A quarter million Queens voters cast their ballots early
/By Rachel Vick
More than a quarter of a million Queens voters braved the lines outside the borough’s 18 polling places to cast their ballots early in the 2020 presidential election.
At times, the lines stretched around blocks and down streets. At others, voters got lucky, sliding in without much of a wait.
Overall, 250,083 people cast their ballots at the early voting sites in Queens, trailing only Brooklyn’s 373,270 for the highest tally among the five boroughs. A total of 1,119,056 cast their ballots during the 10 days of early voting across New York City, according to the Board of Elections.
The early voting total — which doesn’t include mail-in ballots — already constitutes 36 percent of Queens 2016 voter turnout. That year, 691,209 residents cast their ballots in the race between Hillary Clinton and Donald Trump.
Voters across the borough said the stakes were too high to sit out — despite the long lines.
“This is a battle for democracy,” Glendale resident Betty Ann Belaire told the Eagle while she waited with hundreds of people outside a polling place in Middle Village on the second first day of early voting.

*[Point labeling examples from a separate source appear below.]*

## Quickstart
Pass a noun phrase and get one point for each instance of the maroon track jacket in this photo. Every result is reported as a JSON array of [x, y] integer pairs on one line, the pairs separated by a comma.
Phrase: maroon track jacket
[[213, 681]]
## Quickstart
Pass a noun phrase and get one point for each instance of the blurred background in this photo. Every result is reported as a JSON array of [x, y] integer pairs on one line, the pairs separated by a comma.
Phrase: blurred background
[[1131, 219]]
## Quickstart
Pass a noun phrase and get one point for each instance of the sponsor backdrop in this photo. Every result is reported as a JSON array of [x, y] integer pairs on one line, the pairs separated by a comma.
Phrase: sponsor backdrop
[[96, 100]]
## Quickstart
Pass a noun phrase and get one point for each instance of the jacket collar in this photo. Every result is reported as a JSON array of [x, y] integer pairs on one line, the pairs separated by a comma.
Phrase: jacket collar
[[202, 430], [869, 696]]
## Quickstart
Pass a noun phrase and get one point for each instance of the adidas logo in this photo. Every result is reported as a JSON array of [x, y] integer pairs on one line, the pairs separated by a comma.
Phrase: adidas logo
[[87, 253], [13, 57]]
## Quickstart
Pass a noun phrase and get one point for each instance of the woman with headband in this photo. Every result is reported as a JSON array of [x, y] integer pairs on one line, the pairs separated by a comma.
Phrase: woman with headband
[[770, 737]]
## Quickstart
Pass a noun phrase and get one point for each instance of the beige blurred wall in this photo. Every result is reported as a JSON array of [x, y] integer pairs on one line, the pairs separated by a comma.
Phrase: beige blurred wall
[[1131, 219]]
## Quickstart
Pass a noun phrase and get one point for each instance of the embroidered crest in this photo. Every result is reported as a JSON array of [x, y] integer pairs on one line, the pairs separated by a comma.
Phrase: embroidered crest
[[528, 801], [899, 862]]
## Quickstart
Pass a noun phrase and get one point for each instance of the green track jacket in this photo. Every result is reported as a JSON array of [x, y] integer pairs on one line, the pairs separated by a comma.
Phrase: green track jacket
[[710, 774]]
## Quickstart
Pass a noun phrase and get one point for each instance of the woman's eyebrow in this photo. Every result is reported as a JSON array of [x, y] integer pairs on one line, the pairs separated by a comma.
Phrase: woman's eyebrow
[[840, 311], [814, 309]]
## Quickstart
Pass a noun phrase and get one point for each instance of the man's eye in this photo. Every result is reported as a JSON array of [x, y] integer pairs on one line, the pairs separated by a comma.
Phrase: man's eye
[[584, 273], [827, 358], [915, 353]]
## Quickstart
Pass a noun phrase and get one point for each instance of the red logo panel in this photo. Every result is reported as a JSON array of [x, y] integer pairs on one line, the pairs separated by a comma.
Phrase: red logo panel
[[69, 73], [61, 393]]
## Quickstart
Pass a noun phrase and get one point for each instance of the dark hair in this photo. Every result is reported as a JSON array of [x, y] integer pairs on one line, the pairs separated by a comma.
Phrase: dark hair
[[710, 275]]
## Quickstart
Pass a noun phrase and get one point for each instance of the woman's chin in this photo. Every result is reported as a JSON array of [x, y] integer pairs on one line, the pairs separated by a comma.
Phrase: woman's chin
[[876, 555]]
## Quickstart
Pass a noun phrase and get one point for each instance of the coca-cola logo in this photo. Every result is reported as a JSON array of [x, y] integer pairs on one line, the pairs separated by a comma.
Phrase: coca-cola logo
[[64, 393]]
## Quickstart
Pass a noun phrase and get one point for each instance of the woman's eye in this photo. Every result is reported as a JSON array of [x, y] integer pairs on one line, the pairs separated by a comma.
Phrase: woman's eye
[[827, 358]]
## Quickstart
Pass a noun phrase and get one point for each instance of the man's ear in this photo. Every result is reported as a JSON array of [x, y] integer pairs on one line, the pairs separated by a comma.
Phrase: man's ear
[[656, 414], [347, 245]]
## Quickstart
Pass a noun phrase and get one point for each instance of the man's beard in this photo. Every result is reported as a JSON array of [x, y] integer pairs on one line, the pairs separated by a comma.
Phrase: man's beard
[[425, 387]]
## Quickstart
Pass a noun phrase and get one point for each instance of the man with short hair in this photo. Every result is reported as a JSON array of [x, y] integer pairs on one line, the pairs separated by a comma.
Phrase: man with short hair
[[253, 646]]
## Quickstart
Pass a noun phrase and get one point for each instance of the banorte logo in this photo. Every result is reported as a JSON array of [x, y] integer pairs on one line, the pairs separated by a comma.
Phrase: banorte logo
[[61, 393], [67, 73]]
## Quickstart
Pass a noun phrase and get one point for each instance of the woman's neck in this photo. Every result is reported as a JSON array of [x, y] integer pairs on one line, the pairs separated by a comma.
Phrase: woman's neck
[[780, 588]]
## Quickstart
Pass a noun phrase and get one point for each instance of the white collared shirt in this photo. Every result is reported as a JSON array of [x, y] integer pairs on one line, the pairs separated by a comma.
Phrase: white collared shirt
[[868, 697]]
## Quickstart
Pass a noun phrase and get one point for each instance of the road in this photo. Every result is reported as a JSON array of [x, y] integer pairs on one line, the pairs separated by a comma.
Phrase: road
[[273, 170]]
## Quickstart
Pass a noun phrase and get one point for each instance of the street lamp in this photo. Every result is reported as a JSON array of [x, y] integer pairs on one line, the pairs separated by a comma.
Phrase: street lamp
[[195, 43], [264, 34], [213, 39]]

Trump’s presence at the top of the ticket turned out several voters, like Luanne Rozran, who waited three hours at an Astoria site in a face shield and a “Grandmas for Biden” shirt.
“We are willing to wait four more hours not to have four more years of what’s going on,” Rozran said.
The 2016 Democratic nominees received more than three times the number of votes of their Republican counterparts from Queens, according to the Board of Elections.
The 2020 early voting total already equals more than half of the turnout for the 2018 gubernatorial election, where 495,188 turned out to re-elect Gov. Andrew Cuomo.